Sur un présentoir au milieu du magasin se trouvent divers objets forme phallique certains à double extrémité, plus ou moins incurvés, de différentes couleur et souvent roses.
Je remarque encore des boîtes plastifiées à l’enseigne Fun Factory avec nombreux appareils de forme phallique type vibromasseur légèrement incurvés, à extrémité en forme de gland, avec la marque G2 Vibes, ou encore d’autres boîtes plastifiées avec la mention (…)
(…)
Petites boîtes avec des menottes, avec l’indication « menottes, attache moi »
Sur un autre présentoir, je note la présence de menottes, de phallus divers.
Sur une autre étagère, sur une pancarte à l’effigie de la marque 1969, avec l’indication « Pour la Saint Valentin découvrez les produits Love to Love toys et cosmétiques 1969 » et au droit de laquelle se trouvent divers produits « gel excitant » « crème après fessée »
En partie droite, sur un présentoir en verre, je remarque encore des objets à forme phallique, des anneaux en plastique (…)

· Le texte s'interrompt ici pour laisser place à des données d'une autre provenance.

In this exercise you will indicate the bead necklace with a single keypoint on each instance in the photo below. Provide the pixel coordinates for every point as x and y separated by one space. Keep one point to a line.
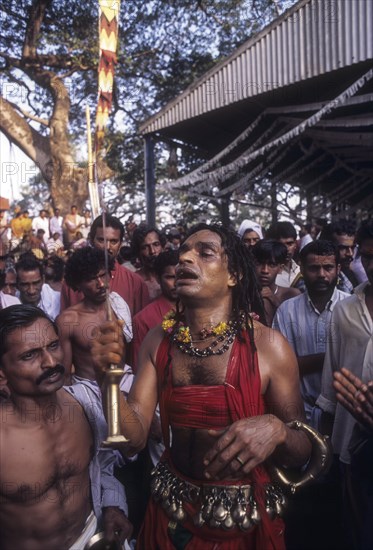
225 334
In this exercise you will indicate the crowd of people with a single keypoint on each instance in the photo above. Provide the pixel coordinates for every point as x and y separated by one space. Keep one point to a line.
240 350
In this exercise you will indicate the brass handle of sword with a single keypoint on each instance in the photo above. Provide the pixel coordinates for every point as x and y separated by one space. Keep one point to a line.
113 378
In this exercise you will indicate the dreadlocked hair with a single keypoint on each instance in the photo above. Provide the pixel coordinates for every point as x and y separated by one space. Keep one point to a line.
246 295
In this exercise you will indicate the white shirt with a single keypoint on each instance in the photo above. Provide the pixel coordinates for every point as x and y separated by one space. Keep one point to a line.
306 330
7 300
286 278
350 345
41 223
55 225
50 301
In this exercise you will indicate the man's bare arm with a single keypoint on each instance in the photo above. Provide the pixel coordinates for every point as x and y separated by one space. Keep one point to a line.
257 438
137 412
309 364
65 322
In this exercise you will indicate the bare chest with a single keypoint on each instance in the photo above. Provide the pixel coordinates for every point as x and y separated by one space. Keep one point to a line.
38 460
189 370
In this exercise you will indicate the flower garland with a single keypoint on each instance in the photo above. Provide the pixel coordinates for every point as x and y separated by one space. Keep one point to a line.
183 332
223 332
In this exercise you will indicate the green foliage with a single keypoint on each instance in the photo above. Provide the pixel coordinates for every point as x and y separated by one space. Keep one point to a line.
164 45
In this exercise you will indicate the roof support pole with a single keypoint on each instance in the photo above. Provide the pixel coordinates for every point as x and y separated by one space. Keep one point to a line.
274 203
149 180
224 210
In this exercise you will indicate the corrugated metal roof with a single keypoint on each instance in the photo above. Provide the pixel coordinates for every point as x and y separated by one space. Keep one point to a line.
313 38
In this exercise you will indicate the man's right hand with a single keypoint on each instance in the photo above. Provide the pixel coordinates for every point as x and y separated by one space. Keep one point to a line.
107 347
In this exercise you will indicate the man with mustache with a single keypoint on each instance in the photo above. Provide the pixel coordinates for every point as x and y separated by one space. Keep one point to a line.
86 272
269 259
305 321
56 483
227 387
32 288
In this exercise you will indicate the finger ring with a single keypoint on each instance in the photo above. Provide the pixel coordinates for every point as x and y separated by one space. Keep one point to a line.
240 460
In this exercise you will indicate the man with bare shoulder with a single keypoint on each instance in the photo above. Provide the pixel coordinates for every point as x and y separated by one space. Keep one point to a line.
86 272
56 484
228 390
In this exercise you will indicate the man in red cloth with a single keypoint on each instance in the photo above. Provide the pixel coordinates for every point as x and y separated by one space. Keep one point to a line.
227 386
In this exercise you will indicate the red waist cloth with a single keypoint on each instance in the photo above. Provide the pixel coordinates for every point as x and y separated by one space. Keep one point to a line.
154 534
242 399
200 407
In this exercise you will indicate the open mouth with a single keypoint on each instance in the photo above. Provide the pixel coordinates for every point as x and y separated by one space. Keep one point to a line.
184 274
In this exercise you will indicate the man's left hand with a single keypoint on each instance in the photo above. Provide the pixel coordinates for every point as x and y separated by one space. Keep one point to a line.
116 526
242 446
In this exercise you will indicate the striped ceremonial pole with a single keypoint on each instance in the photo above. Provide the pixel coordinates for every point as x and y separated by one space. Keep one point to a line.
108 32
108 36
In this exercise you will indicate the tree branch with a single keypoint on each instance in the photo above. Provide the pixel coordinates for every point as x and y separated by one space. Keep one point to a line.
19 132
35 20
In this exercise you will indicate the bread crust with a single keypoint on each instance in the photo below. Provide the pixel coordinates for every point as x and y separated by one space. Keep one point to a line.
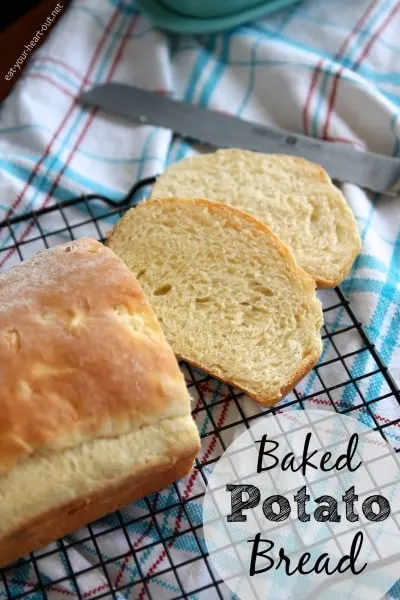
95 412
78 336
169 184
69 517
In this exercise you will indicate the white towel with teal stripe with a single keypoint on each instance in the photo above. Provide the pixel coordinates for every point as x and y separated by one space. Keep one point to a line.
328 69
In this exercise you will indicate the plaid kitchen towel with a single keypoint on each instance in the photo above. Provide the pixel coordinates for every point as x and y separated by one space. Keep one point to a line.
325 68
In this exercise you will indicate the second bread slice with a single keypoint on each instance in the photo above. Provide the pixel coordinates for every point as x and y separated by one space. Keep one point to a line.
228 293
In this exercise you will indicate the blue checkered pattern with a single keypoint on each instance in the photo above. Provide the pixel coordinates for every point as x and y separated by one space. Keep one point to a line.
329 69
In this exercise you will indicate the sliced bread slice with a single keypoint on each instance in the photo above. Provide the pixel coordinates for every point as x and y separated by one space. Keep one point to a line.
294 197
227 291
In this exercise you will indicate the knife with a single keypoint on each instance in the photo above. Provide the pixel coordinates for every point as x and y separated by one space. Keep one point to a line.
346 164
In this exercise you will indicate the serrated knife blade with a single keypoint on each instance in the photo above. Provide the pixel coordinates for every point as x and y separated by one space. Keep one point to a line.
343 163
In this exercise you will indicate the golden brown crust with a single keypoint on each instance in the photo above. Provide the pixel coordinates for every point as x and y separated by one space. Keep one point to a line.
286 253
263 400
69 517
324 274
329 283
219 207
82 355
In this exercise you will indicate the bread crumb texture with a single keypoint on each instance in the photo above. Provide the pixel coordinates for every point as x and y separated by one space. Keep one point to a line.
294 197
227 292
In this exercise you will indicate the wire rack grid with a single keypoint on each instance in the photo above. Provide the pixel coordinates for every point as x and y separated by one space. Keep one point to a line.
155 549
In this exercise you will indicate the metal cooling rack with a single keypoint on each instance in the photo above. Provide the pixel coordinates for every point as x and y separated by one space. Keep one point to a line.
147 561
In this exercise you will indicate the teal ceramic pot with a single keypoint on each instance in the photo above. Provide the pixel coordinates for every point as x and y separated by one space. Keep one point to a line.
207 16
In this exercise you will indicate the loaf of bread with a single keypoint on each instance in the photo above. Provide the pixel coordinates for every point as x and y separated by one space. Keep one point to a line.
94 411
226 290
293 196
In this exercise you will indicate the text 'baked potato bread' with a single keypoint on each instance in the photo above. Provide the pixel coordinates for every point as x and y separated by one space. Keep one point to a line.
94 409
294 197
228 293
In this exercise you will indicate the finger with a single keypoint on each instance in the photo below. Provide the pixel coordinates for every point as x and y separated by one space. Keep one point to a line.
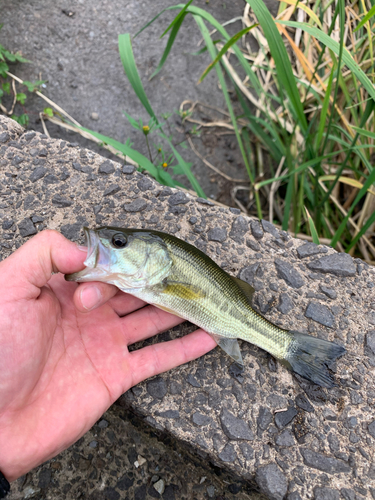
158 358
30 267
147 322
124 303
89 296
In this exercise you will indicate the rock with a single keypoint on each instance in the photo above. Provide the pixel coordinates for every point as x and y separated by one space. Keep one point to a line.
239 228
27 228
256 229
235 428
270 228
339 264
72 231
179 198
128 169
285 304
283 418
309 249
200 419
303 403
169 414
286 439
157 388
106 167
371 428
348 494
370 341
60 201
217 234
145 184
112 189
4 137
111 494
159 486
136 206
7 224
228 454
288 273
192 380
37 174
271 481
327 464
326 494
320 313
51 179
264 418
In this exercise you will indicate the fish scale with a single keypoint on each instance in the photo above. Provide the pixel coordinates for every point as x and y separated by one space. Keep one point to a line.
177 277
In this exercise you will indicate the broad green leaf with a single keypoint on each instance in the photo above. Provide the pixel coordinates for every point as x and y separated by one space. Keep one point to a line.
171 39
229 44
284 69
323 115
347 59
367 17
128 62
185 167
178 19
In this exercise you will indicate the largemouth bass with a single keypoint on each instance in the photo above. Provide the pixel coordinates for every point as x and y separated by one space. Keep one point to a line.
177 277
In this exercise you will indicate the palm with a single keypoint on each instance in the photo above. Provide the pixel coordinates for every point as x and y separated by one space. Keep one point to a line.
66 367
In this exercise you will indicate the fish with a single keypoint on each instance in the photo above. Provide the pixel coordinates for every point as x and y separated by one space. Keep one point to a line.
175 276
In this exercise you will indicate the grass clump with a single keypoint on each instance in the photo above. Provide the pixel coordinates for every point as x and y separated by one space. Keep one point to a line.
306 97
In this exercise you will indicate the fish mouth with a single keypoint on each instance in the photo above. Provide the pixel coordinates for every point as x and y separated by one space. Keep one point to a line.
91 272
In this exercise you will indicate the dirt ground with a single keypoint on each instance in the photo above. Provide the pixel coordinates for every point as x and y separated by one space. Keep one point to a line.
72 44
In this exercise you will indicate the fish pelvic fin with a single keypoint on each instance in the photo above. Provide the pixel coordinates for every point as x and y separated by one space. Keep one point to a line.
230 346
310 357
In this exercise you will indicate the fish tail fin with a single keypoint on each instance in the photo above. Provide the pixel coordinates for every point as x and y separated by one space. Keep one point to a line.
310 357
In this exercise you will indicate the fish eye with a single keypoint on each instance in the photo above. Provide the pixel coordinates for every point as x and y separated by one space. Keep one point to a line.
119 240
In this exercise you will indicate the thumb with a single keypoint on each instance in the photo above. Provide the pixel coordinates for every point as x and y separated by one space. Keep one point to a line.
30 267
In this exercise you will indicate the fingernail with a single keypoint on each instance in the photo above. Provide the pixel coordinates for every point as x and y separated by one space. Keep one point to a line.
90 297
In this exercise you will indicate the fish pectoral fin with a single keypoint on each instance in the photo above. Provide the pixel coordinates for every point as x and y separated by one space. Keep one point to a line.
230 346
247 289
182 290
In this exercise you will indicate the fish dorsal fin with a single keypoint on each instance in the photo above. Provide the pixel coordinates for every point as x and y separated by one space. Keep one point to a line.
183 290
247 289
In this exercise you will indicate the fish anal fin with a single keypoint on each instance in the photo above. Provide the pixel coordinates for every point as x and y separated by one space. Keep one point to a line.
183 290
230 346
247 289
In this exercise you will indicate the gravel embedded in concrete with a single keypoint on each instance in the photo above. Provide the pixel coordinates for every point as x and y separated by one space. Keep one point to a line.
333 429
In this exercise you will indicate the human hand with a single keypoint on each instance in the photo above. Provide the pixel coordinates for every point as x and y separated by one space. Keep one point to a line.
61 365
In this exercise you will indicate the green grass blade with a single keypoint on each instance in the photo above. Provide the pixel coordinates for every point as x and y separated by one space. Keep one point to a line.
367 17
365 227
178 19
314 233
134 155
130 68
324 111
186 168
369 182
347 59
284 70
171 39
229 44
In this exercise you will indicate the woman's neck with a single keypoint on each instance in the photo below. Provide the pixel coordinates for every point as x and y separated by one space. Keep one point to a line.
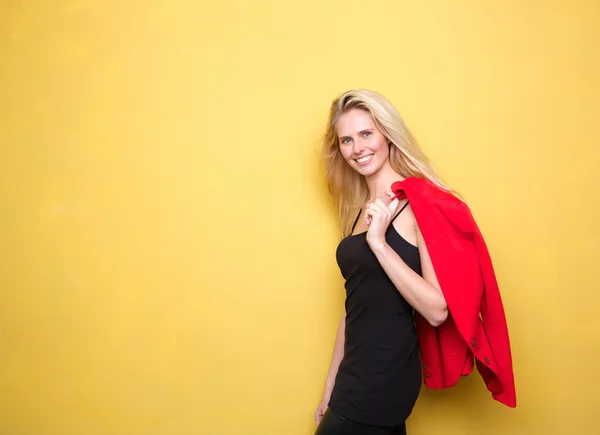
380 183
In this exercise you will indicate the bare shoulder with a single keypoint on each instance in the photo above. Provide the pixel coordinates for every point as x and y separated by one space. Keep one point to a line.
405 224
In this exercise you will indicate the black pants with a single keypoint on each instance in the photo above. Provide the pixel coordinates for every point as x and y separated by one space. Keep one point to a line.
335 424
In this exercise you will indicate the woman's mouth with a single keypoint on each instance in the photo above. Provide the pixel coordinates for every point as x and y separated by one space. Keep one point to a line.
363 161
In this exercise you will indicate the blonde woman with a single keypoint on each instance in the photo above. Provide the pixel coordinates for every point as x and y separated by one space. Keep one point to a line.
376 370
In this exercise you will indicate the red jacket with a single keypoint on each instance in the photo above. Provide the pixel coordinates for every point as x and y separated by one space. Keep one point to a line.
476 324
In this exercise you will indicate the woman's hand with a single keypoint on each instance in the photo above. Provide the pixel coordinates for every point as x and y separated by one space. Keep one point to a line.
378 217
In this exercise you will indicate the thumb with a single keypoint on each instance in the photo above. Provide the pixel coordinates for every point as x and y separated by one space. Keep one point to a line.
394 204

Je termine mes constatations vers 16h10 à l’intérieur du local en avisant Mme G* de mon intention de prendre des photos de la vitrine extérieure. En ressortant, je constate que le phallus de couleur rose visible par la vitrine de droite, par le troisième cœur, vu précédemment au début de mes constatations, a disparu »

Source : Robert O*, Procès verbal de constat, 14 février 2011, 6p.

Ce conflit ne devient pas public avant avril 2011, par le biais de divers articles (dont une dépêche AFP).
Fin juin 2011, une première audience fixe la date du procès. C’est la 10e chambre du Tribunal de grande instance de Paris, et non pas la 17e chambre (qui s’occupe, habituellement, des délits en lien avec la presse), qui se retrouve en charge de cette affaire.

Toute la question, dans cette affaire, est celle de l’extension de la définition de la pornographie. Car le magasin est s’est bien installé, et ce après 2007, à moins de 200 mètres d’une école. Le conflit ne porte pas sur la notion d'”installation” ni sur la manière de mesurer la distance entre le magasin et l’école.

Mais la défense du magasin attaqué va soulever aussi d’autres points dans ses “Conclusions au fond” (le mémoire écrit déposé avant l’audience).

– L’absence de photographie des objets :
Depuis un arrêt de la Cour de cassation en 1970, les condamnations pour outrage aux bonnes mœurs notamment devaient décrire en quoi les images “étaient contraires aux bonnes mœurs”. La photographie des lieux et des objets (on le voit assez bien dans les “dossiers de procédure” conservés aux Archives de Paris) devient alors, dans le travail policier, une obligation.
Or dans le cas présent, l’huissier n’a pas fourni de photographie des objets, il a limité son constat à des descriptions rapides (“phallique”, “conique”…) et à la citation des notices.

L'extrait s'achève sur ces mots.